The Dataframe-based machine learning API is a unified set of cross-machine learning algorithms and across multiple languages. Dataframe also facilitates the use of ML pipe lines, especially functional conversions.
What Spark ml is.
Spark ML, not the official name, but occasionally refers to the Dataframe-based API, because the package name of the Dataframe API is org.apache.spark.ml. and spark ML Pipelines is also meant to emphasize the concept of pipelines.
Mlib already abandoned?
Not yet. Mlib includes the RDD and Dataframe two APIs, which are currently in the maintenance phase, neither obsolete nor mlib. Dependent
Mlib uses a linear algebraic packet breeze (Netlib-java package that relies on optimized data processing), and if the native library is not included in runtime, the JVM will error and replace with a clean interface.

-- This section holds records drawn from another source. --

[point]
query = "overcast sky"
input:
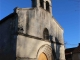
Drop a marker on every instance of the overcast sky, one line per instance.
(66, 12)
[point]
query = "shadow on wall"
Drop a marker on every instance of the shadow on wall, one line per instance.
(8, 39)
(56, 54)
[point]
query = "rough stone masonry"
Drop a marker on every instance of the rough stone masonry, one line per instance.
(31, 34)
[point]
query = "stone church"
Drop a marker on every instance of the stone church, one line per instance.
(31, 34)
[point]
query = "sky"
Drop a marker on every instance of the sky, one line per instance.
(66, 12)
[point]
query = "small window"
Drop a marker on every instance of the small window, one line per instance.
(47, 6)
(42, 3)
(46, 34)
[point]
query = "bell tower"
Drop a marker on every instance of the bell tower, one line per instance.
(44, 4)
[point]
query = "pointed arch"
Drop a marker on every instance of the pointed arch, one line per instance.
(47, 6)
(46, 34)
(42, 3)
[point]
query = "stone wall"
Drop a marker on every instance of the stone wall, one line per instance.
(7, 41)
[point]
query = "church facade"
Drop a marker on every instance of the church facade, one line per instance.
(31, 34)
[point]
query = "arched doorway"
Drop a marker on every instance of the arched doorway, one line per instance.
(42, 56)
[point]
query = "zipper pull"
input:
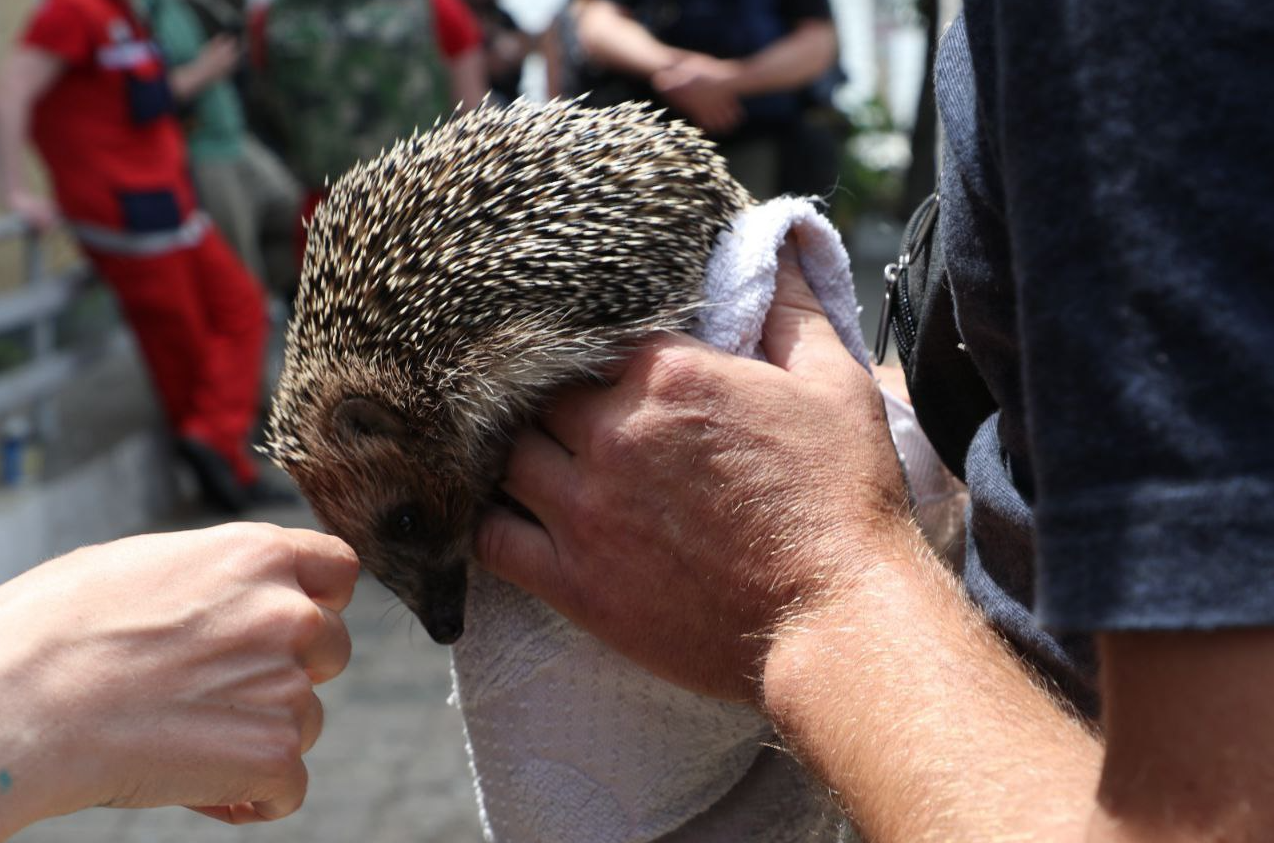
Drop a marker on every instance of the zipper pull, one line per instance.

Due to the reason of the license, we do not include Netlib-java this library, which needs to be installed or imported into the project itself.
If you use the Python language, you need the 1.4+ version of NumPy. Migration Guide
Mlib is still in the development phase, Experimental/developerapi Tagged API means there will be changes in the future, the following describes the change from 2.0 to 2.1 2.0-"2.1 change Remove the deprecated method Setlabelcol in feature. Chisqselectormodel Numtrees in classification. Randomforestclassificationmodel numtrees in regression. Randomforestregressionmodel model in regression. Linearregressionsummary Validateparams in Pipelinestage validateparams in Evaluator abandonment and change abandonment
Deprecate all Param setters methods except for input/output column Params for Decisiontreeclassificationmodel, Gbtclassi Ficationmodel, Randomforestclassificationmodel, Decisiontreeregressionmodel, Gbtregressionmodel and Randomforestregressionmodel Change spark-17870:fix a bug of Chisqselector which would likely changes its resul T. Now chisquareselector use PValue rather than raw statistic to select a fixed number of top features. Spark-3261:kmeans returns potentially fewer than K cluster centers in cases where k distinct centroids aren ' t available o R aren ' t selected. Spark-17389:kmeans reduces the default number of steps from 5 to 2 for the k-means| | Initialization mode.